The administration is also insisting on uncensored access to the internet for Cuban citizens, who report frequent cuts in service that many think is aimed at silencing dissidents. The Cuban government blames a weak system and electrical outages.
For some 60 years, since the Cuban Revolution carried Fidel Castro to power, successive U.S. administrations have, in varying degrees, sought changes in Havana, almost always unsuccessfully.
“We’re going to be taking a close look at what has and has not worked in the past, and unfortunately, in the case of Cuba, there may be more that has not worked than what has worked,” State Department spokesman Ned Price said of the review before recommendations were made to the White House.
Last week, Price confirmed that the recommendations on remittances had been sent to the White House “some number of weeks ago” but offered no timeline for when action might be taken. “It is an issue that is not uncomplicated,” he said.
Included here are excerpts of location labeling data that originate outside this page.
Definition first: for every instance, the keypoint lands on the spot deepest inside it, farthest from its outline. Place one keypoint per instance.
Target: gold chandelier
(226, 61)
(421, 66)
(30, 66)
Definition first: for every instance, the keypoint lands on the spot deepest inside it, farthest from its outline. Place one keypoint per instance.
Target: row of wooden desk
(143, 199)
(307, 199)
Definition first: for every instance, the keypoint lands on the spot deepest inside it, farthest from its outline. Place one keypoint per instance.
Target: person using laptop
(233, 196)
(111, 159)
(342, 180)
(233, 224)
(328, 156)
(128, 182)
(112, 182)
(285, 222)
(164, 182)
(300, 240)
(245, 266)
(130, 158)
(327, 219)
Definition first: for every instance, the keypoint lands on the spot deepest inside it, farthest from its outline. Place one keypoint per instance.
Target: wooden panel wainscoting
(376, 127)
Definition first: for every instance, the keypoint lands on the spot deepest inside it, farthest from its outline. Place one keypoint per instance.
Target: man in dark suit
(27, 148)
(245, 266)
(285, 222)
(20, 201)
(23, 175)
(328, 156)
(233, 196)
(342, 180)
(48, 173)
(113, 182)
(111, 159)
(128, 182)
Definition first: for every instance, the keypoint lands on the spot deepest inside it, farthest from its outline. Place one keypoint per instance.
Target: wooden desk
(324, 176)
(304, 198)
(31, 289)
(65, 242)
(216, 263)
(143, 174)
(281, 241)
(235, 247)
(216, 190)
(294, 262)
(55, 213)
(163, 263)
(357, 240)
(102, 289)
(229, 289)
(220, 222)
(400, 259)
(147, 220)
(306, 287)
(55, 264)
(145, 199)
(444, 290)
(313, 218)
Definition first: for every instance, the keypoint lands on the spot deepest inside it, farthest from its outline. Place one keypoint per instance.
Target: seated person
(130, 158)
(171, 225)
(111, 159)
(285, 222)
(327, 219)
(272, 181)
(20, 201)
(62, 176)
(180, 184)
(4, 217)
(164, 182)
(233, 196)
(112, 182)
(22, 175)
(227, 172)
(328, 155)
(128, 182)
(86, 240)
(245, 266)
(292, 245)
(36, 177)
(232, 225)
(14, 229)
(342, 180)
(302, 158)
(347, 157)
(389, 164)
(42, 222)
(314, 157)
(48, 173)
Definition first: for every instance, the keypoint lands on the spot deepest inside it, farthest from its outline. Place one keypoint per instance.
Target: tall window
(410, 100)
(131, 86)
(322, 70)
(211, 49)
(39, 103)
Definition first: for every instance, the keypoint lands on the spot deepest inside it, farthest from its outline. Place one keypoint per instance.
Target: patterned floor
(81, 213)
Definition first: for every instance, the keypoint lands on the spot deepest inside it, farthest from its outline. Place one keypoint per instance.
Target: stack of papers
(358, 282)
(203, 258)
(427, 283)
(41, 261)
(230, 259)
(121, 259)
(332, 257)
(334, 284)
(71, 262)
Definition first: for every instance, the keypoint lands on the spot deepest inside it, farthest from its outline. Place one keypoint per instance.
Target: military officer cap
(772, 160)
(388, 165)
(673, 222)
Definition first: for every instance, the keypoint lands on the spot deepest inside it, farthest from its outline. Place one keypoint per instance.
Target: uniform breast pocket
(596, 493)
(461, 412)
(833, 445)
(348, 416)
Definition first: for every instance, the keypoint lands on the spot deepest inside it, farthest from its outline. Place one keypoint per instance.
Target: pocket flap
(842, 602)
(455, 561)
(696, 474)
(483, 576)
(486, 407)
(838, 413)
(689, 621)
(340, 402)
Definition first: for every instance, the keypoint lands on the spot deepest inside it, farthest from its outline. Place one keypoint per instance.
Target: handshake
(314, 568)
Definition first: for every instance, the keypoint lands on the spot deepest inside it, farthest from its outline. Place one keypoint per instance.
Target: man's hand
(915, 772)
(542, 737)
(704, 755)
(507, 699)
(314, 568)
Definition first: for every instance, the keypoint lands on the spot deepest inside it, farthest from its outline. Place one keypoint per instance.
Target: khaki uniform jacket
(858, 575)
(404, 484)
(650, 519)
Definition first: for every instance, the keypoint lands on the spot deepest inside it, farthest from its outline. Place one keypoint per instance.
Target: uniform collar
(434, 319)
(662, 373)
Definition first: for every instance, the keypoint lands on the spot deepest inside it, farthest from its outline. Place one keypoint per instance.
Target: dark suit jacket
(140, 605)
U.S. sanctions complicate efforts by other countries to trade and deal with Cuba, because those governments risk falling afoul of Washington.
Fernández de Cossío said Cubans are especially aggrieved at being placed on the list of state sponsors of terrorism, along with North Korea, Iran and Syria. Putting Cuba in that club, he said, is unfair and not supported by facts.
Biden and others criticized the move, which Trump made eight days before he left office. But the new administration has yet to take action to reverse it.